What They Learned at Georgetown

Kathleen Sebelius recently was invited to speak at Georgetown University for their graduation. Yes, that Kathleen Sebelius, and yes, that Georgetown University. But let’s skip current politics and concentrate on what she actually said —because what she actually said encapsulates the moral system of a generation.

I started out as an “unpaid volunteer.” My dad got into politics when I was five, so for most of my childhood, I spent my fall days putting up yard signs and going door to door. … So my first hope for you today is that you always hold on to your commitment to work for the common good. If you let that focus guide you, you will never go off course. … Contributing to these debates will require more than just the quantitative skills you have learned at Georgetown. It will also require the ethical skills you have honed – the ability to weigh different views, see issues from other points of view, and in the end, follow your own moral compass. -Kathleen Sebelius

Three points.

What is “working for the common good?” Working in and around the government. The guy standing on the corner selling hot dogs is working out of greed, while all those working in and around the government are working for the “common good.” Greedy people never enter government service.

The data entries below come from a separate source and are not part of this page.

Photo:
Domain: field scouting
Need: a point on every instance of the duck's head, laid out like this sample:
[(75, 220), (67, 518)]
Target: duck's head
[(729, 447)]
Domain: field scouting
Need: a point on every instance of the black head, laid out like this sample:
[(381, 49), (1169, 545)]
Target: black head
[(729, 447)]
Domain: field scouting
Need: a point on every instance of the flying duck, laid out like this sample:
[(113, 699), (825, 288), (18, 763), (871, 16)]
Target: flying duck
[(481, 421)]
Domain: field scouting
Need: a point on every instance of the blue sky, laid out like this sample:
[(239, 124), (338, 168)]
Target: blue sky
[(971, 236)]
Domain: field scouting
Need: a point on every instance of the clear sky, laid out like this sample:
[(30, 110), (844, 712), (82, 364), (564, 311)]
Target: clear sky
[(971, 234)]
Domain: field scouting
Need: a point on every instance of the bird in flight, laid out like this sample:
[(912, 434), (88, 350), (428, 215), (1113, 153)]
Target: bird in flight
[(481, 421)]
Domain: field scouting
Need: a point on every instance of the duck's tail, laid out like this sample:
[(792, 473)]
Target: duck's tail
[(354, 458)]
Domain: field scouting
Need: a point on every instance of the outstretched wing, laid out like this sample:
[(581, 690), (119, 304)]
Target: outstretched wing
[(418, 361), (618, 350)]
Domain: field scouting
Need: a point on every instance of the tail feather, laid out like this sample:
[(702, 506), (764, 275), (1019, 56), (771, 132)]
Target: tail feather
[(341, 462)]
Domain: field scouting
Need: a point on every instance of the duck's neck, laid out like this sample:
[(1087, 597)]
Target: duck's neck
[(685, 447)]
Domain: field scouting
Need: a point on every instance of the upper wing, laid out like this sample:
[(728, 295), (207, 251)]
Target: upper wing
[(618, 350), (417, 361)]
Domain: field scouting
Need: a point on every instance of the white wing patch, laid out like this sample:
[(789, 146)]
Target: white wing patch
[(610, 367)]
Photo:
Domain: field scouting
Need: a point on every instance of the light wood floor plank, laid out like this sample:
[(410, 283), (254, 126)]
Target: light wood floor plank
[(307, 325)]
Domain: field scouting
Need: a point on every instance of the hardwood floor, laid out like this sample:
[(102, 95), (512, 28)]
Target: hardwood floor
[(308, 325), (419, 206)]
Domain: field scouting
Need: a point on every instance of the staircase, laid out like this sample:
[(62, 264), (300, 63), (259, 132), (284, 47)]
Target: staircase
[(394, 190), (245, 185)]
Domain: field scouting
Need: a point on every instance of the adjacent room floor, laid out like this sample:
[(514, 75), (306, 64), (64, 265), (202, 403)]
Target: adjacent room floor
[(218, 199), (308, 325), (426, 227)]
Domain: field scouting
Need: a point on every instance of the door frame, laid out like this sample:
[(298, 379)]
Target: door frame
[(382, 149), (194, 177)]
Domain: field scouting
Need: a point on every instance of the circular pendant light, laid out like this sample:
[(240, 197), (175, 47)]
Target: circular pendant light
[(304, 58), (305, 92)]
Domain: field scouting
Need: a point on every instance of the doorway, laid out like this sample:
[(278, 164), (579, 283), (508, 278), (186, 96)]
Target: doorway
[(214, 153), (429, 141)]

What is the first commandment, the prime commitment? Working for the common good. The community is the arbiter of value and worth, and the betterment of the community is the ultimate goal.

Where should you get your values? You should follow your own moral compass. While all value comes from the community, all morality comes from the individual.

In short, there is nothing higher than the individual except the community, and the community should only be shaped by those who have selfishly given themselves to the shaping and working for the government.

And there you have the entire moral system of the liberal left in a nutshell, in all it’s self-contradictory and platitudinous glory.